Posted at 9:39 AM, Oct 02, 2019

Staff at a Chicago elementary school made a boy leave the building on a cold March day, coatless and in short sleeves, then lied about what happened, according to a lawsuit that alleges a pattern of abuse and harassment by the staff and the boy's classmates.

The fourth-grader had been bullied from the time he enrolled at Fiske Elementary School at the start of the school year, his mother, Yvonne Pinkston, told journalists Tuesday. But the school staff "failed to take any action" to protect the boy and "even became abusive towards him," according to the complaint filed in US district court in Illinois on Monday.

The lawsuit against the City of Chicago, its Board of Education, the school's principal, a counselor and a security guard alleges a hostile educational environment, saying the school lacked proper policies and training for discipline and didn't investigate allegations of misconduct. It also alleges battery, excessive force and intentional infliction of emotional distress. The plaintiffs are asking for a jury trial.

In surveillance video from the school, shown by the family's attorney at a news conference Tuesday, a man identified by the family as the school security guard yanks the boy into an office. A few minutes later, a different camera shows the man ushering the child toward an exterior door.

The principal, the counselor and the guard "created a barrier" to keep the boy from staying in the building, the lawsuit alleges. The surveillance video shows two adults following the boy to the door as he exits, and other adults watching it happen.

With all other school doors locked, the fourth-grader "sat outside in the cold, with a polo shirt on, for 30 minutes, scared, traumatized and freezing," Dan Herbert, the family attorney, told reporters Tuesday. "Thankfully, the police showed up."

A child "being harassed and bullied by the caretakers, that's what makes this case overly egregious, and that's why we filed suit for this young child," Herbert said.

The incident happened March 26, 2019, when the low temperature was 27 degrees and the high reached 46 degrees, according to the lawsuit.

'Anything could have happened to my son out there,' mom says

The school made a 911 call to report a missing child minutes after the boy left the building, the lawsuit said. In a Chicago Police Department document regarding the call that's attached to the lawsuit, a note says a boy "walked out of school and needs a report."

"They said that this kid ran out of the school. He was thrown out of the school," Herbert said. Police arrived after a second 911 call, the lawsuit says.

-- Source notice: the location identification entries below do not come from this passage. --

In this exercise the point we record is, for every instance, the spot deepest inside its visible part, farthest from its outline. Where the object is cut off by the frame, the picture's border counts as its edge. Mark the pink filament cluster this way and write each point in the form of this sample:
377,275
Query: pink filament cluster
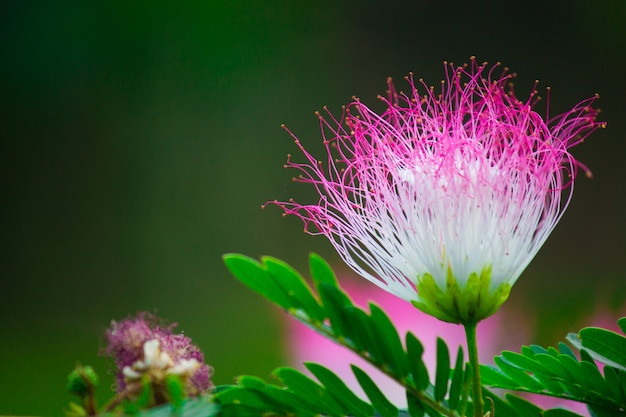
457,179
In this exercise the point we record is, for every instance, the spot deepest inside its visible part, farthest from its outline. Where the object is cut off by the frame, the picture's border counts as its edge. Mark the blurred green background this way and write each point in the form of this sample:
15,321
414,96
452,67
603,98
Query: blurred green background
140,138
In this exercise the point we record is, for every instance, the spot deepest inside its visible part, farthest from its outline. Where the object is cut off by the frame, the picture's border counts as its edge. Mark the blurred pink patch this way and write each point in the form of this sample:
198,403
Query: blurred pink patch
495,334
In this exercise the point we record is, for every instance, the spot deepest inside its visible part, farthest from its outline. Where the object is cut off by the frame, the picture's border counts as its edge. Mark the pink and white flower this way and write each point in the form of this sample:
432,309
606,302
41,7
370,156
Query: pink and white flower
445,198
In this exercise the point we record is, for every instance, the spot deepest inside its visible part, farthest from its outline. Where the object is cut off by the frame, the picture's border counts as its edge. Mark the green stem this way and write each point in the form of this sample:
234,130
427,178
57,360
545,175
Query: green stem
472,351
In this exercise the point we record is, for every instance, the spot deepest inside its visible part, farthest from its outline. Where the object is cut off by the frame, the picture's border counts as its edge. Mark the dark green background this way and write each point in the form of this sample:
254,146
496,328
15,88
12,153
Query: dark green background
139,139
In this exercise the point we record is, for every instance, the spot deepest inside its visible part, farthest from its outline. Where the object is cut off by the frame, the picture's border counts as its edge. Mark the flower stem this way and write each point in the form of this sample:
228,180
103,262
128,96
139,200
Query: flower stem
472,351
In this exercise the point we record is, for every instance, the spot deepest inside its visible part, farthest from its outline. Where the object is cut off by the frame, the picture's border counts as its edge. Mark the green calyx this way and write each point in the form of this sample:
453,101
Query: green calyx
470,304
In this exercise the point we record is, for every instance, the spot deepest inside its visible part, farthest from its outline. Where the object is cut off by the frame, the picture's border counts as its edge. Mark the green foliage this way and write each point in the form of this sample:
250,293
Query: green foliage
558,372
372,336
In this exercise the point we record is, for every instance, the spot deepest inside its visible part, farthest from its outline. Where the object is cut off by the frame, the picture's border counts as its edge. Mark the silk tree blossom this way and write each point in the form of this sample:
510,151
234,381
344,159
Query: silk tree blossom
146,347
445,198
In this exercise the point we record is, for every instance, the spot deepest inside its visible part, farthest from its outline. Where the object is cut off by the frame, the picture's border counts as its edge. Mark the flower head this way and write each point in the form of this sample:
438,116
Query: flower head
143,346
445,198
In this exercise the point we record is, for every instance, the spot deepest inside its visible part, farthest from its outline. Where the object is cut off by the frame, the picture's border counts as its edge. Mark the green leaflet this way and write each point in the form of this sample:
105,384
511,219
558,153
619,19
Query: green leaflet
380,403
443,370
372,336
609,346
559,373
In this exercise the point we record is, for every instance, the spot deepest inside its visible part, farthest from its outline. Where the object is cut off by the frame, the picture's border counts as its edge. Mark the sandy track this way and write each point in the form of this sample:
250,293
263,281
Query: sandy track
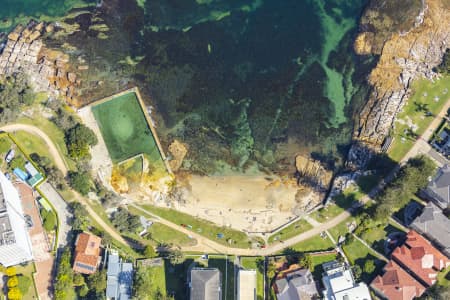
59,161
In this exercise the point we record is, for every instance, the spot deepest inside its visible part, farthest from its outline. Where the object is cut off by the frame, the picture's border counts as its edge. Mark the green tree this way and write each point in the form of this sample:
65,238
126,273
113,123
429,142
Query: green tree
64,277
149,251
79,139
83,290
24,284
369,266
80,182
80,219
12,282
357,271
97,281
78,280
50,221
175,256
14,294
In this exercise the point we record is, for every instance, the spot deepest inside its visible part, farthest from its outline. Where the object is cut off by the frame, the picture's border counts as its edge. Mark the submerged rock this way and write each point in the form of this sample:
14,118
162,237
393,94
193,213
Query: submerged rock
404,57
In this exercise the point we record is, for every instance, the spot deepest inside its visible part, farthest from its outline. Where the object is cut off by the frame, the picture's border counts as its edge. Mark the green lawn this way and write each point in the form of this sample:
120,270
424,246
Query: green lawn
423,98
317,261
251,263
28,270
342,202
208,229
313,244
157,279
357,253
161,233
54,133
32,144
291,231
377,235
226,267
125,130
341,229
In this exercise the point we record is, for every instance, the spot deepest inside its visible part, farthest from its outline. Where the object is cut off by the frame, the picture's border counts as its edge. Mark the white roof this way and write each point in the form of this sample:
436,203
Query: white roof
340,285
246,285
20,250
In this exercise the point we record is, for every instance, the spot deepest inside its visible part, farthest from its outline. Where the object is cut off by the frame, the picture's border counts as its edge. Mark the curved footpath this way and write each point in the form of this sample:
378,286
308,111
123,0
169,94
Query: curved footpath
61,164
206,245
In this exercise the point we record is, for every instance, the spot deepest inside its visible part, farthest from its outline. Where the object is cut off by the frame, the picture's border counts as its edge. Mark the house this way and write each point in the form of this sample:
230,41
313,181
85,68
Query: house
295,285
246,289
433,224
119,278
396,283
205,284
340,285
438,190
419,257
15,242
87,253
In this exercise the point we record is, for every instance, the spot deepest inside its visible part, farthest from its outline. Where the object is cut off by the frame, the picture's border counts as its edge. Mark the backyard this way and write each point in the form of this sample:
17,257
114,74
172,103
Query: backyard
313,244
125,129
427,100
222,235
290,231
341,203
251,263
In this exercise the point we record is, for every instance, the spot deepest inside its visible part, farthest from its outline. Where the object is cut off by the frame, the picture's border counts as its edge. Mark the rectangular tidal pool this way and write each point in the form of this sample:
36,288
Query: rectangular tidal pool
125,129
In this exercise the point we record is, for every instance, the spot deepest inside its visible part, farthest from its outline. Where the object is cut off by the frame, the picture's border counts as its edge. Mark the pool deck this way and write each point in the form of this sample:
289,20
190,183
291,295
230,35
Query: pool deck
135,90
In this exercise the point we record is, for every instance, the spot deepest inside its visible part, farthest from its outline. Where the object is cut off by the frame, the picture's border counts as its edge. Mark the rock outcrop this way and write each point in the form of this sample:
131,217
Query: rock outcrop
404,57
46,69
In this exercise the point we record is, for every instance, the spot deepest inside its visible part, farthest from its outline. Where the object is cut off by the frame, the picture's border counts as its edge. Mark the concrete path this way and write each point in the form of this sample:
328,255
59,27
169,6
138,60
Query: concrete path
59,160
206,245
62,209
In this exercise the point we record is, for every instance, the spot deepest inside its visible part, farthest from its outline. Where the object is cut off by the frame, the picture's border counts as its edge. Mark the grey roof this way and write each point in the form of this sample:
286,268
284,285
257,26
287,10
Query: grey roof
435,225
119,278
205,284
299,284
439,187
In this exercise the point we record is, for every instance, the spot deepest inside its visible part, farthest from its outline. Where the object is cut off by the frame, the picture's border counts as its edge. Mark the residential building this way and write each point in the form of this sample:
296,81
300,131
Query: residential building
433,224
340,285
396,283
119,278
15,242
87,253
205,284
419,257
246,289
295,285
438,190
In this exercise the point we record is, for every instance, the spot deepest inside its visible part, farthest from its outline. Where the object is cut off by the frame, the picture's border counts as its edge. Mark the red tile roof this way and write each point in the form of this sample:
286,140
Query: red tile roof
421,258
87,253
396,283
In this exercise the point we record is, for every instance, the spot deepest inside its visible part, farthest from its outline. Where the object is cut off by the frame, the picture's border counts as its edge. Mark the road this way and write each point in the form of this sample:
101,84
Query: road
206,245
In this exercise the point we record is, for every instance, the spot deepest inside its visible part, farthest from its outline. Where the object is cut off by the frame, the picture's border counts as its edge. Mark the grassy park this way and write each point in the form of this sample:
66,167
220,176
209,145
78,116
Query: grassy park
290,231
426,102
231,237
125,129
251,263
316,243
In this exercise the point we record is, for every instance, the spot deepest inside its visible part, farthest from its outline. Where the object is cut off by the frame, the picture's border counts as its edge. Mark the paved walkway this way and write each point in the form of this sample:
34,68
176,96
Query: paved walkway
43,259
206,245
62,209
59,160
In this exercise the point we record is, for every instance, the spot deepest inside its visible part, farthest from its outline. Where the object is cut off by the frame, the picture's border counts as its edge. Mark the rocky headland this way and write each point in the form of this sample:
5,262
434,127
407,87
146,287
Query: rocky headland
410,38
46,69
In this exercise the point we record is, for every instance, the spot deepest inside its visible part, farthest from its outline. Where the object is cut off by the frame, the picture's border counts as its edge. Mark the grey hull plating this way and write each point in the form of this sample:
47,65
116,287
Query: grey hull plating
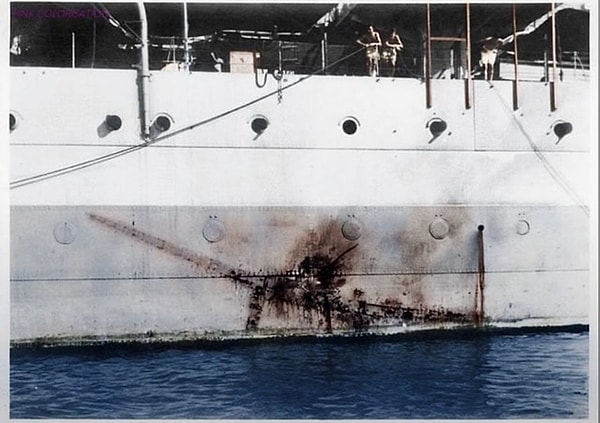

The boy is identified only as "K.S." in the lawsuit.

The school is in a "predominantly impoverished and high-crime community," according to the lawsuit.

"Anything could have happened to my son out there," Pinkston said. "Anything. In that neighborhood? Anything could have happened."

CNN has reached out to the teacher's union to find out whether the defendants have an attorney.

Asked for comment on the lawsuit, Chicago Public Schools spokeswoman Emily Bolton said the security guard involved was "removed from his position" Tuesday and the district is looking into the principal's actions.

CPS leadership didn't know about the allegations before Tuesday, Bolton said, and the reason for that is under review as well.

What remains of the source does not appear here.